Perhaps a more likely mechanism is head injury. "Headache is a common symptom following a head injury and head injury has also been linked to parkinsonism," said Dr. Scher. She also noted that in this study, both men and women with migraine with aura were about twice as likely as controls to report a history of a moderate to severe head injury.

"It's an interesting finding, but we can't really make much more of it because we don't know when these head injuries occurred," she said. "But it indirectly supports that it might be a possible link."

Dr. Scher speculated that another potential culprit might be iron deposition. Some studies have shown iron deposition in the basal ganglia in people with PD, and a few small studies have shown that migraineurs are more likely to have iron deposition, she said.

"It's not clear what this iron deposition means, whether the iron itself is harming the brain or if the iron is somehow a marker for some other process."

The connection between migraine and PD may involve more than 1 route, too, added Dr. Scher. "It's not necessarily mutually exclusive; for example, some studies have suggested that dopamine pathways may be involved in recovery from head injury, so it could be some sort of a genetic/environmental interaction."

Dr.
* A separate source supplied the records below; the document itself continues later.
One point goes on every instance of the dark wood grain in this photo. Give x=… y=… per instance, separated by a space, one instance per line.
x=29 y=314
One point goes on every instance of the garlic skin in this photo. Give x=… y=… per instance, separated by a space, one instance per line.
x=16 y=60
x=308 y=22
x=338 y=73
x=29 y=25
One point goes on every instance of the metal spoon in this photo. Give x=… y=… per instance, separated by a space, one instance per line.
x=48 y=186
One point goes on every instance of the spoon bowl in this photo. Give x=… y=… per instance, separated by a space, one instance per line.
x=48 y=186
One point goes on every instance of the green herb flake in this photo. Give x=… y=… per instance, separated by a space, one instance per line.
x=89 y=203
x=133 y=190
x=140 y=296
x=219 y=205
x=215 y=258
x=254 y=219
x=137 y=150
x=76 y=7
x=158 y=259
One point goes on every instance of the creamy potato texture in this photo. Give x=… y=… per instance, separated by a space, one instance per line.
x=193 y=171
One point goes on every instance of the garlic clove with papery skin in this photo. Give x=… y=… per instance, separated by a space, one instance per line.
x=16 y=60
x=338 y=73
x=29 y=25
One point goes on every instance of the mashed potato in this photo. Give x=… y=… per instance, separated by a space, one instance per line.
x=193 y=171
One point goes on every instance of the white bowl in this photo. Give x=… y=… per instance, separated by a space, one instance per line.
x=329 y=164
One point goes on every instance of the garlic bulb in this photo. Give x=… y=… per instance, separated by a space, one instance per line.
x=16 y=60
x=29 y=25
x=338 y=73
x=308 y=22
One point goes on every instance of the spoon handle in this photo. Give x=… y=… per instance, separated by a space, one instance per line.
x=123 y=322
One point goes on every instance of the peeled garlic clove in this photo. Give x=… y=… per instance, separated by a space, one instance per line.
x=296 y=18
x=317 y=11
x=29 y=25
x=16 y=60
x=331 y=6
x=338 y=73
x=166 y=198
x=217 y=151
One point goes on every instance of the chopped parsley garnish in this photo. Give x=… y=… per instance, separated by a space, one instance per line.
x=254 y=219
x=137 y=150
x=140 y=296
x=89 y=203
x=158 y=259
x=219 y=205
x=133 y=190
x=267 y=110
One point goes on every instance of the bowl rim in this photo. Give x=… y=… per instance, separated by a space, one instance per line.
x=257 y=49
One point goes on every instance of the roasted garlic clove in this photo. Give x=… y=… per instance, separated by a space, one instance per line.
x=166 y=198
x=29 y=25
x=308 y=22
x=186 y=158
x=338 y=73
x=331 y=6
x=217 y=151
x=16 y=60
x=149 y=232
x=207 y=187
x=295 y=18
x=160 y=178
Scher is doing research assessing headaches in a recently deployed military population. "If what we are seeing in this older cohort in Reykjavik, Iceland, is somehow related to head injury, then that's going to inform some of the ways in which we analyze the data in this young military cohort."

She also wants to study an older military cohort that is approaching the age where they might start getting parkinsonism symptoms to see whether there are any links with migraine.

Intriguing" Results
Reached for a comment, Michael S. Okun, MD, professor, University of Florida Health, Gainesville, Florida, and national medical director, National Parkinson Foundation, said he found the study results "intriguing" but stressed the need for verification.
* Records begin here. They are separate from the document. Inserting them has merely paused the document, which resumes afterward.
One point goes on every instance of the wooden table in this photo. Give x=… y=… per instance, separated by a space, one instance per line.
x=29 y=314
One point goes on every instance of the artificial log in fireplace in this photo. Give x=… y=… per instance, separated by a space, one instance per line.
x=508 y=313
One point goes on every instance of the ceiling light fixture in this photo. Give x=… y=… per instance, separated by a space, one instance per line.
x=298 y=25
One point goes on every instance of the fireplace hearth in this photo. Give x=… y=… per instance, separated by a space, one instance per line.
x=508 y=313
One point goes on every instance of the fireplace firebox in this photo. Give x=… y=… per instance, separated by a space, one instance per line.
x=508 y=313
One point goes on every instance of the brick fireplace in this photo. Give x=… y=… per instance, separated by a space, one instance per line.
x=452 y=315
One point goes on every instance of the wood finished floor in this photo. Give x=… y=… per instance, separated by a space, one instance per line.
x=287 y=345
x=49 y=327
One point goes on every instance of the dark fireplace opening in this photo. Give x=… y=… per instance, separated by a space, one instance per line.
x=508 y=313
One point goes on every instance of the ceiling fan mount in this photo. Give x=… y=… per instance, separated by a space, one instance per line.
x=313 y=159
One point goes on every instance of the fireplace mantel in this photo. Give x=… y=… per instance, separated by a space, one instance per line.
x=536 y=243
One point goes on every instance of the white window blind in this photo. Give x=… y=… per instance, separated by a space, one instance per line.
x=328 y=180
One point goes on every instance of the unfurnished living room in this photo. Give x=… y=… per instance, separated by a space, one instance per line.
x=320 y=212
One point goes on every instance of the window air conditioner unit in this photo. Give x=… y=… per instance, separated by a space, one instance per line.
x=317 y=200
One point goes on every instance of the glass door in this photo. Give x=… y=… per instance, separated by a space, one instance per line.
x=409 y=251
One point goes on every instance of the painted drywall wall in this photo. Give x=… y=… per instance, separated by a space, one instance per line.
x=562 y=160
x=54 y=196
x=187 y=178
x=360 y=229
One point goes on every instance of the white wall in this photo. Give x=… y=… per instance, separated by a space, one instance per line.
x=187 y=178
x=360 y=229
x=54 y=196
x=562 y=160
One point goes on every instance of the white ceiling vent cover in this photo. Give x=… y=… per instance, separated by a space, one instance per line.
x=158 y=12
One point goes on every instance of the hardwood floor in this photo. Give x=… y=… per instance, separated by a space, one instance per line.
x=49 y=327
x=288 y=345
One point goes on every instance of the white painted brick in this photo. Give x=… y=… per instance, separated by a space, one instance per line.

"This is an association study, so I would caution anyone about trying to make conclusions," said Dr. Okun, adding that such studies tend to "cast a wide net."

"If you run enough statistical tests, you'll find associations and that's okay; there's nothing wrong with that," Dr. Okun told Medscape Medical News. "But that's why you need to replicate these studies and you need to be as methodologically controlled as you can be. The authors did their best with the cohort they had, but now they have to sit back and see if other investigators can replicate it."
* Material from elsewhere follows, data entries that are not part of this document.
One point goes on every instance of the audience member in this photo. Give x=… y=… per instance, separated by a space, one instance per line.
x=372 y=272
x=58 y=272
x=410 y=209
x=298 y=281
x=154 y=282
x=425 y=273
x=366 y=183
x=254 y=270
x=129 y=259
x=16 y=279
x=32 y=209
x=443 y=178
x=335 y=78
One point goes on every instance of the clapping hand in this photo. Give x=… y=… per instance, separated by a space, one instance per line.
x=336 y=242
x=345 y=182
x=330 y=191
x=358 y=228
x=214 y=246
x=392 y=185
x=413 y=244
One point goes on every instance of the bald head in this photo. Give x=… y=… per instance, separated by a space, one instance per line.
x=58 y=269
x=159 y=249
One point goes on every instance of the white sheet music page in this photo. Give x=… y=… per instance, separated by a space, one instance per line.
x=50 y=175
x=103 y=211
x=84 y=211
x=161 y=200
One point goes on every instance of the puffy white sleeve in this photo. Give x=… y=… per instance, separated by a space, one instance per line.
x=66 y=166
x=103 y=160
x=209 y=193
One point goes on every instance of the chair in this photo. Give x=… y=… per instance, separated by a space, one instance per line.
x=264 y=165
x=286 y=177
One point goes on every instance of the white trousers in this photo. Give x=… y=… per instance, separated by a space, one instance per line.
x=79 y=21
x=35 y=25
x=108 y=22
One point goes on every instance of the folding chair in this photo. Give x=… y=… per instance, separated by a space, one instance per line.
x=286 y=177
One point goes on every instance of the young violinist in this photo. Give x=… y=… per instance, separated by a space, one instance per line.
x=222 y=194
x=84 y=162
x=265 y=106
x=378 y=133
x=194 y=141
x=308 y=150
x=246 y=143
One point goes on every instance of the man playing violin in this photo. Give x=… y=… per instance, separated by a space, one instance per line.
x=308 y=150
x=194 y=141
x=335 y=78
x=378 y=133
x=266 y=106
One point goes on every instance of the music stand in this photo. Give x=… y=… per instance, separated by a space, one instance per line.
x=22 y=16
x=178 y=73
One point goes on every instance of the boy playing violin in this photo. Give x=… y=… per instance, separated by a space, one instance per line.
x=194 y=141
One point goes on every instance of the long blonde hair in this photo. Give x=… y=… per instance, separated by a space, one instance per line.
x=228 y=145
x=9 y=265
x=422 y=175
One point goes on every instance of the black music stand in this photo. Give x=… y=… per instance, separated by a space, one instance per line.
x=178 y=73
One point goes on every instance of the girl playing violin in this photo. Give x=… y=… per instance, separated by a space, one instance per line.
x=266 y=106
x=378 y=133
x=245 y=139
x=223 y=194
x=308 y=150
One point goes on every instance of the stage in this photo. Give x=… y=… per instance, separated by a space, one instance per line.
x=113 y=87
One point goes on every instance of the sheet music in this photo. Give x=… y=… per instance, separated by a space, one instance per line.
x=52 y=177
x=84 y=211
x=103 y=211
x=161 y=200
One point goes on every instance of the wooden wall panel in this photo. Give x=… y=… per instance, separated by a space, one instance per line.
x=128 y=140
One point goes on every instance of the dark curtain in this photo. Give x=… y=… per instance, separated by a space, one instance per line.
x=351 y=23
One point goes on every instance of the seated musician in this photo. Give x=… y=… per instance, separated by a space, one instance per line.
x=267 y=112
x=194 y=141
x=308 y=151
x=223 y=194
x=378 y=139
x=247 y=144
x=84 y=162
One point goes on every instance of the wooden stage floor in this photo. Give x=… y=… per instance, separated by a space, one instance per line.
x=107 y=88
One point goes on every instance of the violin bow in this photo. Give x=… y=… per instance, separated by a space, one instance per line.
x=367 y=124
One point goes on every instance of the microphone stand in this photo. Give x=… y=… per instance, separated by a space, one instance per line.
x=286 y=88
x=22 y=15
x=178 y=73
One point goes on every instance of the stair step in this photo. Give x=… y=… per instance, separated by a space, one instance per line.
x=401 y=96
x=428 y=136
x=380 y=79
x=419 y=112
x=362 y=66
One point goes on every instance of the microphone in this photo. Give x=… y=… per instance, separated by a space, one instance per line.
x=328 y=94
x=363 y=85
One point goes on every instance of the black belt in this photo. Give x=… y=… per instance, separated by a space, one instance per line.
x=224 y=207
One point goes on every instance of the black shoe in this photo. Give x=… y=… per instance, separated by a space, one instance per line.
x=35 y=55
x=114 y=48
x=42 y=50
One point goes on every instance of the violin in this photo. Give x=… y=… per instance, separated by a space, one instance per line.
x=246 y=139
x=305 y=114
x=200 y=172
People should remember that migraine is very common before "making the jump" to a causal link between these 2 conditions, he said.

He also noted that it's difficult to firmly establish whether the migraine patients in the study actually had PD. "It's almost impossible to do that in a longitudinal study like this," he said. "There could be diagnostic uncertainty of what the cases actually were; things like head trauma and strokes and other things can results in symptoms that look like PD."

The AGES-Reykjavik Study was supported by a grant from the National Institutes of Health, the National Institute on Aging Intramural Program, Hjartavernd (the Icelandic Heart Association), and the Althingi (the Icelandic Parliament). Dr. Scher serves on a scientific advisory board for Allergan Inc and is an associate editor for Cephalalgia and Pain Medicine. Dr. Okun reports he receives no industry honoraria.